She also was the Executive Vice President of the Economic Innovation Group, was a Senior Adviser at the Center for Strategic and International Studies, was on the advisory
board at the ClearPath Foundation, was an expert advisor to the Special Competitive Studies Project, is on the advisory council for Krach Institute for Tech Diplomacy, was a member of the Global Tech Security Commission, and is a member of the Carnegie Endowment for International Peace’s U.S. Foreign Policy for Clean Energy Taskforce. Virginia Governor Glenn Youngkin appointed her to the Virginia Biotechnology Research Park Partnership Authority in 2023. She was an independent director at Sunlight Financial (SUNL) and was a Fellow at the University of Virginia Darden School of Business.

==Biography==

A graduate of the Chapin School in New York City, Nordquist received her Bachelor of Arts from Stanford University and her Master of Science in journalism from Northwestern University.

From 2008 to 2017, Nordquist was Chief of Staff of the Brookings Institution’s Economic Studies program.

She had several roles during the administration of George W. Bush, including as Assistant Secretary (delegated) at the U.S. Department of Housing and Urban Development, a senior advisor in the Office of the Federal Coordinator for Gulf Coast Rebuilding, Deputy Chief of Staff at the Federal Deposit Insurance Corporation, and Acting Director and Deputy Assistant Secretary at the U.S. Department of Education.

Nordquist was the Chief of Staff at the Council of Economic Advisers under Chairman Kevin Hassett from 2017 to 2019. During this time, she also was a member of the Presidential Delegation to attend the Peace to Prosperity Workshop in Manama, Bahrain led by Jared Kushner. She again was a Counselor to Chairman of the Council of Economic Advisers Stephen Miran in 2025.

She received the Secretary of the Treasury's Distinguished Service Award and was named a Stanford Associate by the Stanford Board of Governors for outstanding alumni volunteer service. She was on the Board of Directors of Gadsby's Tavern Museum in Alexandria, Virginia.

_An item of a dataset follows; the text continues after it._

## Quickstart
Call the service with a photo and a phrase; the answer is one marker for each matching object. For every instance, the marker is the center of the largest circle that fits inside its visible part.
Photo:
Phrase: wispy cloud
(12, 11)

==United States Executive Director for the World Bank==

On March 8, 2019, President Donald Trump nominated her to position of the United States Executive Director of the World Bank. The Senate confirmed her to the position on September 12, 2019. Nordquist also was on the Audit Committee, the Committee on Governance, and the Committee on Development Effectiveness at the World Bank. As U.S. Executive Director, Nordquist was also on the Boards of the International Bank for Reconstruction and Development (IBRD), International Development Association (IDA), International Finance Corporation (IFC) and Directors to the Board of the Multilateral Investment Guarantee Agency (MIGA).

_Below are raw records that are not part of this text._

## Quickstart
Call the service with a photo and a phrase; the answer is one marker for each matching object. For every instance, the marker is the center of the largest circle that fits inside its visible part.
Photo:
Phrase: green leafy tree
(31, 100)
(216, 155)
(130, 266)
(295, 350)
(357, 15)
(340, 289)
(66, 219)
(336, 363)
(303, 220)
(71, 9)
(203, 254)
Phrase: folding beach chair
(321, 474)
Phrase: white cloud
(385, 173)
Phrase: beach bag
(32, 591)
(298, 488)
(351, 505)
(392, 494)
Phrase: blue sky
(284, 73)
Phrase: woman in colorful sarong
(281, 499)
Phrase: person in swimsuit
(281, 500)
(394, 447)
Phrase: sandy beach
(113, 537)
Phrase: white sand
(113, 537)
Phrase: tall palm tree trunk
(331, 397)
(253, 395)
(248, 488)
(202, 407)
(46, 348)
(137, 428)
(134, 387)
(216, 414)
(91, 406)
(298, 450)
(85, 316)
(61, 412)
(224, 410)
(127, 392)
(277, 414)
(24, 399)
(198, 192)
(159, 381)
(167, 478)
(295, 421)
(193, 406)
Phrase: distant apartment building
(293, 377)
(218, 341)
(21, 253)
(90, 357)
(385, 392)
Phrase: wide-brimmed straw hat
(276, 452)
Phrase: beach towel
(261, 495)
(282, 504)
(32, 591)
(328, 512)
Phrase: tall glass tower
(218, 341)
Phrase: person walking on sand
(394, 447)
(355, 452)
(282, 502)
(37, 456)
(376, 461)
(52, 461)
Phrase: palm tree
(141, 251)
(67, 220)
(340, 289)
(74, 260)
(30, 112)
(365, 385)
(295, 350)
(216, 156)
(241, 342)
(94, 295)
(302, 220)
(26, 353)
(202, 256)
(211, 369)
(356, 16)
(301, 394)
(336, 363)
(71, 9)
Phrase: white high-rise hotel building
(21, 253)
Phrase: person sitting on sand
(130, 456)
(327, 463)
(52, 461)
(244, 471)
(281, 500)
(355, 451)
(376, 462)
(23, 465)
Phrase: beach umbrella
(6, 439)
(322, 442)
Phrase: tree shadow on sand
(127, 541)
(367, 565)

Nordquist's work included representing the World Bank Group at international events, such as visiting developing nations to determine how the World Bank could encourage economic development or representing the World Bank at industry group events. Nordquist also worked with the President of the World Bank Group, David Malpass, on issues related to the U.S. government, economy, and financial services industry.